A frequent contributor to the Fringe Festival, Sobelle returns this year to present a new show, a musical of sorts based around the idea of the home.
"One of the things I've been excited about in performance lately is the idea of working on a relatively broad theme and taking it from there," Sobelle said during a break. "Like my last show, Object Lesson was about everyday objects, things everyone can relate to. And everyone can relate to the idea of home."
Originally called House and Home, the show explores "the difference between these two things," said Sobelle. "It's something we take for granted, but that's what I'm curious about: When does a house become a home? How does that transition happen for you?"
Sobelle's naked house will appear during the 80-minute show in various stages of its construction – and its decay – said Steven Dufala, a Philly artist, musician, and designer who created the set for Home.

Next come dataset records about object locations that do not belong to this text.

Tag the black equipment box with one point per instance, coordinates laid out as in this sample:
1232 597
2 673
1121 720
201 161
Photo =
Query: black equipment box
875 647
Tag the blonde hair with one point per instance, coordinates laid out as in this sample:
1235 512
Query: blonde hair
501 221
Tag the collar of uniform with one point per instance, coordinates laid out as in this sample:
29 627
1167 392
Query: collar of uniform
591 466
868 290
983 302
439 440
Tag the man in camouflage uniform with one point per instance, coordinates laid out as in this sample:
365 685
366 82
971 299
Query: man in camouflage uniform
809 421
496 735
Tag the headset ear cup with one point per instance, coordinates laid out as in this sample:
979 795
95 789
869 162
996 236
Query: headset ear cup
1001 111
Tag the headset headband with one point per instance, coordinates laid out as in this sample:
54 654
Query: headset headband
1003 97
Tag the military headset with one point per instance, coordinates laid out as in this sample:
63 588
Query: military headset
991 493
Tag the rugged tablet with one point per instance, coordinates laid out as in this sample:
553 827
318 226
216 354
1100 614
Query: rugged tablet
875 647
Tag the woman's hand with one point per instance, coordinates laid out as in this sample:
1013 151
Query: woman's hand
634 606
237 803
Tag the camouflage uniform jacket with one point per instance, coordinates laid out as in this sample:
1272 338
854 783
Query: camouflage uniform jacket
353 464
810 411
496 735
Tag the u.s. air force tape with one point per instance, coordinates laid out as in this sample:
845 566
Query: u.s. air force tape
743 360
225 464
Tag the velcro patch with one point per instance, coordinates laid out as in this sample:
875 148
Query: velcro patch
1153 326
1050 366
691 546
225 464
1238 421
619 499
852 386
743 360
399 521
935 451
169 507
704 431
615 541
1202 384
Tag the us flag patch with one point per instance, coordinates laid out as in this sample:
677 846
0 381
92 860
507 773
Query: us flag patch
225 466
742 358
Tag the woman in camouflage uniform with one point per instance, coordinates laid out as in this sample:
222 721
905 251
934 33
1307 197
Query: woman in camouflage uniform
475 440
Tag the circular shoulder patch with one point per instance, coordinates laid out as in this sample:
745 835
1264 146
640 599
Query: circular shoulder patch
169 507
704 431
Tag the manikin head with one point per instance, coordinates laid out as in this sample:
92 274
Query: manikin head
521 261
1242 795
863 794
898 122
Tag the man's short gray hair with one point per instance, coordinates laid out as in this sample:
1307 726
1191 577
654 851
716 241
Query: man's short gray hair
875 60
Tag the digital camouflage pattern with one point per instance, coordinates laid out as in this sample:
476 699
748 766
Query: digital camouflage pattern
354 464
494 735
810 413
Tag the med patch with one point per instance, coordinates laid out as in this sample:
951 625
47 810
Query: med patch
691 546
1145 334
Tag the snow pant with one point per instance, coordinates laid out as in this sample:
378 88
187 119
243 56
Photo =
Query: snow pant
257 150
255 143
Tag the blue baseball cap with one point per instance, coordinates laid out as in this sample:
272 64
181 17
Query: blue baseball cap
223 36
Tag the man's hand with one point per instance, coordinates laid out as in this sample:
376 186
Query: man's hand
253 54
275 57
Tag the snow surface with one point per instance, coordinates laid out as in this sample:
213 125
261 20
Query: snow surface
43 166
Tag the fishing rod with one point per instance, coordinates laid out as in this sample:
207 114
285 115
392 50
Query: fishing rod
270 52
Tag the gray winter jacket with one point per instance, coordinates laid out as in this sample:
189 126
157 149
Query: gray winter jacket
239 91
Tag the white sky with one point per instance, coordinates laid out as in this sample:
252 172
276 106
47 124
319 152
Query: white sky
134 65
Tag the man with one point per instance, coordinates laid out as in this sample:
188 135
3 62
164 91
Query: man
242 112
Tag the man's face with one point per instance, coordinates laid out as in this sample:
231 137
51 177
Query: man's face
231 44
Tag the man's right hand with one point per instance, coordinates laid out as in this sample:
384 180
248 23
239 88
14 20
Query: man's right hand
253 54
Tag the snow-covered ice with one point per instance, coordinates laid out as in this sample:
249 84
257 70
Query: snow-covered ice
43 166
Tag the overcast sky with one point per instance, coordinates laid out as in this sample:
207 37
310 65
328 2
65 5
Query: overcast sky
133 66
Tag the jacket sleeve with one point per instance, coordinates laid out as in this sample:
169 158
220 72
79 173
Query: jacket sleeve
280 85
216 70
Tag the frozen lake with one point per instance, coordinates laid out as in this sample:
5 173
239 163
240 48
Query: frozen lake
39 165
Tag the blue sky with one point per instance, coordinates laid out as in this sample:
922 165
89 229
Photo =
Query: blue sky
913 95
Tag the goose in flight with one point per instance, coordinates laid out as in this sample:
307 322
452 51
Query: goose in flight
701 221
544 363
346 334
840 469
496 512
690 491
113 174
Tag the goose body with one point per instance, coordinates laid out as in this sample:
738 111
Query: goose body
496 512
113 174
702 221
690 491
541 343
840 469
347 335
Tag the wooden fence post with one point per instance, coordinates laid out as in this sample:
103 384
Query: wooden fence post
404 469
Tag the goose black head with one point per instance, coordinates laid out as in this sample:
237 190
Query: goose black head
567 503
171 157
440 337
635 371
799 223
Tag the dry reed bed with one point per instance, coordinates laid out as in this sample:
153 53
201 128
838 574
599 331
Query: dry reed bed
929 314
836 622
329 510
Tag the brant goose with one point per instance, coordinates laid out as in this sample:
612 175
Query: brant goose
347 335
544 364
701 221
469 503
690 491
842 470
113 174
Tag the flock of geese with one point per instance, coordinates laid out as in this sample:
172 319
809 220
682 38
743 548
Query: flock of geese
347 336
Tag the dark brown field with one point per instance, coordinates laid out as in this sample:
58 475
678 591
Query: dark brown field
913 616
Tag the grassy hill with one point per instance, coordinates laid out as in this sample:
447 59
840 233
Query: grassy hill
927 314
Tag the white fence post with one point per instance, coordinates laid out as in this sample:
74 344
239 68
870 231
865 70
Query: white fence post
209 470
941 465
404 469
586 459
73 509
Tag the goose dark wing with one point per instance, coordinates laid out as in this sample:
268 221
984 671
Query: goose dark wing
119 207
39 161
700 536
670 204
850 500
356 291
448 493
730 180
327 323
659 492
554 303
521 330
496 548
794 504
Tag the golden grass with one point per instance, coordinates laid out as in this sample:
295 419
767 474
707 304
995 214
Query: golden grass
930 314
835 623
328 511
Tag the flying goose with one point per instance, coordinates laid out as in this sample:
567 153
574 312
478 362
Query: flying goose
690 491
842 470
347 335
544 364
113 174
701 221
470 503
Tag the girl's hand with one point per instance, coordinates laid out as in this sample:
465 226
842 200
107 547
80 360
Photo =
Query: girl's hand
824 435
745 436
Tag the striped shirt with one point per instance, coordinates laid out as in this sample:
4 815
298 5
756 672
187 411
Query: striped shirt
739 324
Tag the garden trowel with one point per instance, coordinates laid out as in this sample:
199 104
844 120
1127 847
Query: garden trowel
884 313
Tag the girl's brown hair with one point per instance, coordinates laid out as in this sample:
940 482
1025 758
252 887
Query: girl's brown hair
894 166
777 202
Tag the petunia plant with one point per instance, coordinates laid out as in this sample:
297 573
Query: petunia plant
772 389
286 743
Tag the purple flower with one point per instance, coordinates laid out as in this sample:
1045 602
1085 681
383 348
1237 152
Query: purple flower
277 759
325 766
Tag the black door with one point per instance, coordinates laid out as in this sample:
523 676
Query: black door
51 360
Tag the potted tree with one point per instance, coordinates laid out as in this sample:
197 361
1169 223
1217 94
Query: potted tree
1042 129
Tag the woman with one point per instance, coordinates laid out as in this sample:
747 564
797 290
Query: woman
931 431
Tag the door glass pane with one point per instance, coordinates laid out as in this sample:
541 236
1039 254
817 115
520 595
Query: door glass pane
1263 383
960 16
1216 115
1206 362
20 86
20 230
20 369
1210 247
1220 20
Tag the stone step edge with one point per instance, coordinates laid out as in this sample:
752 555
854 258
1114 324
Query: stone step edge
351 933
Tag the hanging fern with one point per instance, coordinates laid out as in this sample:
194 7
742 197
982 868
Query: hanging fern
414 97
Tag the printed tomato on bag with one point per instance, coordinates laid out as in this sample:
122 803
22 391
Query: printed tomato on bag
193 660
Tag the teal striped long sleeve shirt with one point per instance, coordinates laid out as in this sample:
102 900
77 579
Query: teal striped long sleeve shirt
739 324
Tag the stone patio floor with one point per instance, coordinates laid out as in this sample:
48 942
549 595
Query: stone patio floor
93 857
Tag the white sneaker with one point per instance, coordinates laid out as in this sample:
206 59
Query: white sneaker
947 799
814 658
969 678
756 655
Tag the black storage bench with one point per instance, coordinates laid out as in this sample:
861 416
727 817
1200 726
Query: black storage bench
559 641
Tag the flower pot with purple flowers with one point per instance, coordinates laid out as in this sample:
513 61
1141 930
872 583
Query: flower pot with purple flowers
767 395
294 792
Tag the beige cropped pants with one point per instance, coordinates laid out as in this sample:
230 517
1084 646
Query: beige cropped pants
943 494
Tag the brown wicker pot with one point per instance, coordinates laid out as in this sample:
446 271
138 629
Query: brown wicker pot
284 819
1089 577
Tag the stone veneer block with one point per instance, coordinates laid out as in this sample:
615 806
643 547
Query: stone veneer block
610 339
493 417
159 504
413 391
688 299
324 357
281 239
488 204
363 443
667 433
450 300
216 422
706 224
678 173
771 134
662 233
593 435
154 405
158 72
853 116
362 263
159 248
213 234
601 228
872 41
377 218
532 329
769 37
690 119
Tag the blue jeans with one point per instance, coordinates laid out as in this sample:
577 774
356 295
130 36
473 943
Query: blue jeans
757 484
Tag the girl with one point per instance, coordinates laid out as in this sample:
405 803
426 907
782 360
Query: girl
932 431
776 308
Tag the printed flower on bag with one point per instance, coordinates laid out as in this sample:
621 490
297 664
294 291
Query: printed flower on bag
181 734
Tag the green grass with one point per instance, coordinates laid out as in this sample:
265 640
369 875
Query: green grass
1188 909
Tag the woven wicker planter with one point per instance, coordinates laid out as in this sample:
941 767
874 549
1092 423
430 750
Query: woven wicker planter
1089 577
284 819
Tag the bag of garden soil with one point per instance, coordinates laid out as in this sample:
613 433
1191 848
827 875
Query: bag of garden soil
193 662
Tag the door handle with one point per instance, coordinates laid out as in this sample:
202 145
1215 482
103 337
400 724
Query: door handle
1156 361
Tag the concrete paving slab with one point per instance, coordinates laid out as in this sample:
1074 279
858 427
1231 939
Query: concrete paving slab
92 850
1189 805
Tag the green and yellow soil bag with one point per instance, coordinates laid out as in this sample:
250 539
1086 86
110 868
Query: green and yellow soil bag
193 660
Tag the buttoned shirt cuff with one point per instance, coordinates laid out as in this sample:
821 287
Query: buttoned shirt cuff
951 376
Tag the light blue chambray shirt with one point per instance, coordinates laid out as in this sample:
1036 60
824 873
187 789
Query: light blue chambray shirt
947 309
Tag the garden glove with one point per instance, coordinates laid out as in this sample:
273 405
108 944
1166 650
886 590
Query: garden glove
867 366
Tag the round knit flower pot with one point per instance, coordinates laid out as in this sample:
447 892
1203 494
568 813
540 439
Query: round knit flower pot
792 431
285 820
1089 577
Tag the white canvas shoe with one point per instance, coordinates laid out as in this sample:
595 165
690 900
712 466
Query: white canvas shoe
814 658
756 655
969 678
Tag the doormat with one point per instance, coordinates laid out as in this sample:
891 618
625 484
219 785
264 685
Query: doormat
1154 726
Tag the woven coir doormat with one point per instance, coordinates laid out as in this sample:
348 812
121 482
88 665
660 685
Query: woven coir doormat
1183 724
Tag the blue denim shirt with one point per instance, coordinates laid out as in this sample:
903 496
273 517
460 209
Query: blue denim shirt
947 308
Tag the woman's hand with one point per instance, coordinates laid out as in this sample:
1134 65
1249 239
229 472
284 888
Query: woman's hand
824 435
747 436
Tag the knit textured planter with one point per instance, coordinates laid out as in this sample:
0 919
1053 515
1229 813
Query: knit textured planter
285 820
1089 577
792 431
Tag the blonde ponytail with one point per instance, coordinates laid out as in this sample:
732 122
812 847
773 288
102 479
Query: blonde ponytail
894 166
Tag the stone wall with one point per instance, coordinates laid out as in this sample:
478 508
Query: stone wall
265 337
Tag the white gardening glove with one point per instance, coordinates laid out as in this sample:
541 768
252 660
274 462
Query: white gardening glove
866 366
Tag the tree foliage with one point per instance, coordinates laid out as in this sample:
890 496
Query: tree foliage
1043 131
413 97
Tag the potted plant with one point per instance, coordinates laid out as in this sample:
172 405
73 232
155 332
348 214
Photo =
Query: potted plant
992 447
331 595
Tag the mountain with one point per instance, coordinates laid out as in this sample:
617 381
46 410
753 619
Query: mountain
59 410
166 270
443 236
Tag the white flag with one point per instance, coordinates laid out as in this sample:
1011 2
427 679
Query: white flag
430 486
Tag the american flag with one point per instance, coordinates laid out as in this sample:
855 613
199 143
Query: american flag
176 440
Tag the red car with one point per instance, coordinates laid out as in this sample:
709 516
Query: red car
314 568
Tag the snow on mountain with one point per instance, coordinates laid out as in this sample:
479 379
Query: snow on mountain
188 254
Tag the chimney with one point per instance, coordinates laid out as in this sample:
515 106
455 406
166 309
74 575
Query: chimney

I hear it's going to appear out of the blue. Is there some kind of magic show going on, too?
"Geoff has always been into magic," said Dufala, who is also the designer and co-creator of a second Fringe show, A Billion Nights on Earth. "The whole house is tricked out, from top to bottom, for effects and for magic."
Sobelle doesn't work like a traditional playwright. He devises his shows in collaboration with actors, designers, and musicians. With Home, he brought in as dramaturg his older sister Stefanie Sobelle, who happens to be an expert on the theme.
"I'm a scholar of American literature, and I work specifically on the relation between architecture and literature, of space and narrative, and that's how I got involved in the project," said Stefanie Sobelle, who has taught literature at Gettysburg College since 2009.
"One of the things we're interested in is how in novels, the house fails to become a home. In stories, it usually fails to bring the family together. And in a way, the book becomes the alternative architectural space where that can happen. Books can make things happen that can't always happen in real life."
Plays also, I imagine.
The house in Home is truly gorgeous. A two-story affair with two bedrooms, a spacious bath, kitchen, living room and den, it reveals six men and women all doing their own thing to a playful tango. They iron shirts, they nap, they clean their bicycles, they cook, they clean, they fight, they call, they sit and read, they come and go. They come and go in silence; they don't acknowledge each other. It's as if each character lives in a separate reality.
So, what have I just watched, I ask Sobelle during a break in rehearsal. Was that a musical transition between scenes?
"No, that is the scene itself," he said. "We're doing dance theater in a sense, so this scene will never install into a [traditional] scene."
The characters we encounter are from different times or different eras of the house's overall life, said Sobelle. "So, in a sense, [the play] is a collection of moments through time." The play is not meant to be didactic, he added, "but evocative."
Stefanie Sobelle said she hopes Home will get the audience thinking about broader themes of what it means for a community to call itself a home, "or of the idea of home front, of homeland security, of the nation as a home." Her brother Geoff chimes in: "For me, the show really happens afterward in the bar, when you're talking with your pals. It's a starter show, the start of a conversation."